Source : Merenda, A. et al., Un protocole pour l’inactivation de plusieurs gènes dans les organoïdes de l’intestin grêle de souris à l’aide d’un concatémère CRISPR. J. Vis. Exp. (2017).

Cette vidéo décrit une technique d’inactivation de gènes utilisant un concatéreur CRISPR pour inactiver simultanément plusieurs gènes dans des cellules organoïdes intestinales de souris en culture. Cette méthode est utilisée pour éliminer un gène malade et pour élucider la fonction d’un gène et de ses paramètres.

Protocol

1. Conception d’ARNg pour le vecteur concatéreur CRISPR

REMARQUE : L’objectif de cette section est d’expliquer comment opter pour la meilleure stratégie de ciblage et comment concevoir des ARNg contenant des surplombs spécifiques pour le vecteur CRISPR-concatemer.

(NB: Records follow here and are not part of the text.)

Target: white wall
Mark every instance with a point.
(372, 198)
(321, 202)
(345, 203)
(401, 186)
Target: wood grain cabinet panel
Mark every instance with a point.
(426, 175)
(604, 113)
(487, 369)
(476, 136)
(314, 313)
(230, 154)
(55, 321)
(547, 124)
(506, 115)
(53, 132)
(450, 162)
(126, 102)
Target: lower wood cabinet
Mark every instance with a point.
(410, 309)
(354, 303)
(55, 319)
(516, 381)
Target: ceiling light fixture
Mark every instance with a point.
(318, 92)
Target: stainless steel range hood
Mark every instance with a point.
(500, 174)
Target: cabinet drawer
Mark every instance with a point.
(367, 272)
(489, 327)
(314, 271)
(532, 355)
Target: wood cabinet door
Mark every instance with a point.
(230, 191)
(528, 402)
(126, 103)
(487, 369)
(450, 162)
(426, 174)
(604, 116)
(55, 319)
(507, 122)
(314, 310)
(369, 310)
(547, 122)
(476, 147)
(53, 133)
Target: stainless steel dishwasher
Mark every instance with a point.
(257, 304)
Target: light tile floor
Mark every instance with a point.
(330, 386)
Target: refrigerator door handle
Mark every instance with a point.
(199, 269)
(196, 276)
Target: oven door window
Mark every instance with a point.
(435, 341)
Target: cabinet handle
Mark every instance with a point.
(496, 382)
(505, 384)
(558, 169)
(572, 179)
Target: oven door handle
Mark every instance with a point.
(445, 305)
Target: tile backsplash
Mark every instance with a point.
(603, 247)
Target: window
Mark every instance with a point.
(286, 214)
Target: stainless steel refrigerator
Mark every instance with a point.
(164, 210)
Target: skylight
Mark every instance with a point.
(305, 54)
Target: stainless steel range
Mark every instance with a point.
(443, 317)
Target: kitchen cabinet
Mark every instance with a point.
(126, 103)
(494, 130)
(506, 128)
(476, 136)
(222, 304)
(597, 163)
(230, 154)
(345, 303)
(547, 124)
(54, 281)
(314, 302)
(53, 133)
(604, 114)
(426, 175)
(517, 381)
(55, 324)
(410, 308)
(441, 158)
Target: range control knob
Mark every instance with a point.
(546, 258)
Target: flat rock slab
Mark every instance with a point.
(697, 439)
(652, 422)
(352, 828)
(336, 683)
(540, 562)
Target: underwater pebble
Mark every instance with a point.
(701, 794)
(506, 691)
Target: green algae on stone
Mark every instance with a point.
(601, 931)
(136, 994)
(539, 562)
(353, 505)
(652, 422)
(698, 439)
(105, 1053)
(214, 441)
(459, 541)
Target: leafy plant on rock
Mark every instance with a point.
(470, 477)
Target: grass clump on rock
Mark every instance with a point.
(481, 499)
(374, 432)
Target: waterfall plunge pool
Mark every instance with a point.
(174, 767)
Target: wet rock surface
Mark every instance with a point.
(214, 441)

1. Concevez des ARNg contre les gènes d’intérêt à l’aide d’un outil de conception d’ARNg CRISPR de votre choix. Voir la table des matériaux pour un exemple.
   note: Lorsque l’on cible une paire de gènes paralogues, bien qu’il soit possible de concevoir un ARNg par gène, il est conseillé de concevoir deux ARNg par gène pour augmenter les chances d’obtenir un double knock-out (Figure 1).
2. Assurez-vous que les ARNg ne contiennent pas le site de reconnaissance BbsI à l’aide d’un outil de cartographie de restriction (voir le tableau des matériaux pour un exemple).
3. Ajoutez des surplombs vectoriels CRISPR-concatemer spécifiques à chaque oligo, comme indiqué dans le tableau 1.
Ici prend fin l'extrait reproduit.